Tasris even managed to radio me from the beach. Through the periscope I could see she was torched. She said goodbye and told me to get the hell out of dodge. Pity the bomb played tricks with circuits. The poor girl couldn't even off herself, she just laid down in the surf and bled out.

The annoying little mosquito talked about that, the capital city disaster while I set up shop in one of the abandoned barracks. She was certainly well informed for a woman sealed beneath a quarter mile of granite.

At first I never intended to help her. I didn't think the begging would have much of an affect on me. In my years I'd heard it all, some bitch who found herself in the land of the lost didn't really fit on my list of folk to meet.

But I kept the radio on anyway. She was with me for days while I tore the surface compound apart, looking for supplies.
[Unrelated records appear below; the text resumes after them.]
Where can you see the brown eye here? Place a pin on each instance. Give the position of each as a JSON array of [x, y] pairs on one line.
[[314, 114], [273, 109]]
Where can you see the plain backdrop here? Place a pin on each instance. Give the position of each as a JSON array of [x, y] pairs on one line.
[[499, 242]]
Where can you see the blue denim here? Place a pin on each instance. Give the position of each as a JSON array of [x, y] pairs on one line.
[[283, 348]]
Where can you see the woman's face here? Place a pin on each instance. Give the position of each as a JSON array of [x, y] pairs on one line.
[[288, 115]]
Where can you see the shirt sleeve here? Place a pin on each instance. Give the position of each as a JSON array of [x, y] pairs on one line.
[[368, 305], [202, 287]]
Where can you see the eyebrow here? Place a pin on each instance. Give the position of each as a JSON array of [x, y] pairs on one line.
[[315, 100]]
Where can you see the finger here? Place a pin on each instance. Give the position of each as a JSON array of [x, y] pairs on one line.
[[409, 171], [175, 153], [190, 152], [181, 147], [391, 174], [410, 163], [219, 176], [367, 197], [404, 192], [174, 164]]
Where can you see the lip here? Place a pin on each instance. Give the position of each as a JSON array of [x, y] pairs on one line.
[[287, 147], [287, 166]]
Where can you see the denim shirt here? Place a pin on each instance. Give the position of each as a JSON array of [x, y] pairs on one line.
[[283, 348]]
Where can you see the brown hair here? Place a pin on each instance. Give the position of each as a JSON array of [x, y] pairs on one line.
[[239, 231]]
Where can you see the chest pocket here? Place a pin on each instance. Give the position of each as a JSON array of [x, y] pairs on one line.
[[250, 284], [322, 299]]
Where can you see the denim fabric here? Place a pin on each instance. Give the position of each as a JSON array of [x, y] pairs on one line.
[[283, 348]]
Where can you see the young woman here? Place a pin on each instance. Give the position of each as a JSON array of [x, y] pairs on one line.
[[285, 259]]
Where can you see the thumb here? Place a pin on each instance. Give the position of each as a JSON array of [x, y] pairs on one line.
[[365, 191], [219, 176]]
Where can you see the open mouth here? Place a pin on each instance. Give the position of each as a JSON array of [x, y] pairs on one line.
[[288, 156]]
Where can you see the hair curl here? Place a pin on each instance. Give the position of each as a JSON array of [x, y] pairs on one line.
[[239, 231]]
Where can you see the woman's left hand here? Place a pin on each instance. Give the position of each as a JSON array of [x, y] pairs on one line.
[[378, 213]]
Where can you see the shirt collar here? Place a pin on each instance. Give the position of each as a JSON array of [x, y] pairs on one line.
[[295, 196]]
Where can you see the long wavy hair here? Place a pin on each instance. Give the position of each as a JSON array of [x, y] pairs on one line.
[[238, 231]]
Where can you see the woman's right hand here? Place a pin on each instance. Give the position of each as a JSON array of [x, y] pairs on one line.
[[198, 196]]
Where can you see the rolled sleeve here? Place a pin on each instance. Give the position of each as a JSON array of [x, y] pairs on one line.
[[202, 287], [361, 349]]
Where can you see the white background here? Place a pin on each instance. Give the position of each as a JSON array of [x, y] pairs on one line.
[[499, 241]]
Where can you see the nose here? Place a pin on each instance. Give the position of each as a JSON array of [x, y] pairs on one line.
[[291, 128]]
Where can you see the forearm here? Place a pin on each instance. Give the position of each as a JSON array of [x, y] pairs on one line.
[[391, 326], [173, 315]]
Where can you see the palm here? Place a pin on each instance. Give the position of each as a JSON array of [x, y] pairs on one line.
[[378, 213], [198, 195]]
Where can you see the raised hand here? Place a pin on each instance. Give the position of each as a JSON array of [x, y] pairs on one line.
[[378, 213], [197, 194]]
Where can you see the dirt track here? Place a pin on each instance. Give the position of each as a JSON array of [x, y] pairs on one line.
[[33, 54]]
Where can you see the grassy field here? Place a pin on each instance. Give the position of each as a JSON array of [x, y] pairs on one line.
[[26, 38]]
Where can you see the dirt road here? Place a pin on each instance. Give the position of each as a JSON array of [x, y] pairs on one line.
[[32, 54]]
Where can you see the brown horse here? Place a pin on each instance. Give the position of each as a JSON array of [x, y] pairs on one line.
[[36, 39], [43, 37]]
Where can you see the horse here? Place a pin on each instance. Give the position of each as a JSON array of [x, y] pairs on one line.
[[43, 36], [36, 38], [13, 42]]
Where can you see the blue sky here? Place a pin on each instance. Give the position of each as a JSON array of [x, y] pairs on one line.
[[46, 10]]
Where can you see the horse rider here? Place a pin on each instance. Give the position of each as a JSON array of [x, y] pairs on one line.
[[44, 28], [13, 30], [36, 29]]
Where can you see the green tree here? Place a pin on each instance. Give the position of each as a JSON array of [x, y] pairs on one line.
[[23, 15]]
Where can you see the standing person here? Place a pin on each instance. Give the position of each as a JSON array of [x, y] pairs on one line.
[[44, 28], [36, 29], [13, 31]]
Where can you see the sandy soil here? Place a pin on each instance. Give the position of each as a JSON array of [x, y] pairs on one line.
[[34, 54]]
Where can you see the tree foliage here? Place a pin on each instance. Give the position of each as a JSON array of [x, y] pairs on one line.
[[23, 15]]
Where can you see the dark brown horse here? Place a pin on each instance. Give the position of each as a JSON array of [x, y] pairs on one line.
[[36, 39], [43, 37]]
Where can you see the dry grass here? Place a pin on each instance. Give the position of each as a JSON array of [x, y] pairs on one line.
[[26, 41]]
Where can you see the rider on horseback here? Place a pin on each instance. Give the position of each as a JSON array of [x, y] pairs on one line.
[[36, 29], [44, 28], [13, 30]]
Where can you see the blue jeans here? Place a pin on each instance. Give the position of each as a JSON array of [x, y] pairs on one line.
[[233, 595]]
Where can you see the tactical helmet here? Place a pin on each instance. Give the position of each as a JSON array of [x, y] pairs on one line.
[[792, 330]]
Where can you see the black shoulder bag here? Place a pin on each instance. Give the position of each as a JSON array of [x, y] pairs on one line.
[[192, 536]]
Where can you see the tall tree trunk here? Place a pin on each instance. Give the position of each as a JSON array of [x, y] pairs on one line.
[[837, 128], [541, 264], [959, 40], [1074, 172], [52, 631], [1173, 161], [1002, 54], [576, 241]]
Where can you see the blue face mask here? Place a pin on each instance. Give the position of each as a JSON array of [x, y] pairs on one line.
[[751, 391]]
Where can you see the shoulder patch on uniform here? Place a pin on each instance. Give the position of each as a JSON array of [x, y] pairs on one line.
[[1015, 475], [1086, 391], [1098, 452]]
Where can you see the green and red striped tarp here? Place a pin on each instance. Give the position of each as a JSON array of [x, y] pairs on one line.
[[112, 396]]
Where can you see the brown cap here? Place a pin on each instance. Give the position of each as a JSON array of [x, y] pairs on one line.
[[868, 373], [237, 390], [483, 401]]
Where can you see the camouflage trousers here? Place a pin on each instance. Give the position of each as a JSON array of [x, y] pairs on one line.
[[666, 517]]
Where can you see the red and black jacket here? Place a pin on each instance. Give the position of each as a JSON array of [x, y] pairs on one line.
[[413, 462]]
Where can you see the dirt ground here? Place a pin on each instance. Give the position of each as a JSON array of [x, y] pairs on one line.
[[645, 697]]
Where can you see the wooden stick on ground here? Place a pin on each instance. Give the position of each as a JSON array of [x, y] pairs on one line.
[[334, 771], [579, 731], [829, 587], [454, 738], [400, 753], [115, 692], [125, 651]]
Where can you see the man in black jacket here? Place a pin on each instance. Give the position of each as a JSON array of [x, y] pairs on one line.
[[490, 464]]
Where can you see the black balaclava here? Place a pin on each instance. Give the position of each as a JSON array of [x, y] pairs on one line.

She even sounded nervous when I found a couple of the "locals" and put them out of their misery with the last couple of shots left in my gunblade.

For the epicenter for the virus, they went down pretty easy. Still as hungry and dim witted as ever, I couldn't tell if they were the Haz-Mat techs abandoned here, or the original poor sods who were just dumped here from the mainland.

Curious, though. I didn't find any munitions. No power cells, shells or scraps of rod-fuel. Most of the food was gone, too. I don't know if those scrawny, flesh hungry bastards knew how to work a can opener or what, but the place was picked dry.

But she was always there for me. She'd explain her day, how she went about watering her crops, replacing light bulbs and purging her CO2 filters. She didn't sleep much, saying she was too old to waste much time on it.

So, one day I just up and decided to do it. I broke out my headlamp, grabbed my radio and crammed my rucksack with whatever food I could and that was it. I climbed into what was left of the access tunnels to the compound below and I set off.

She said she was waiting. I didn't realize how serious she was.

Altima seemed like such a beautiful name when I thought it belonged to someone human. Now, not so much.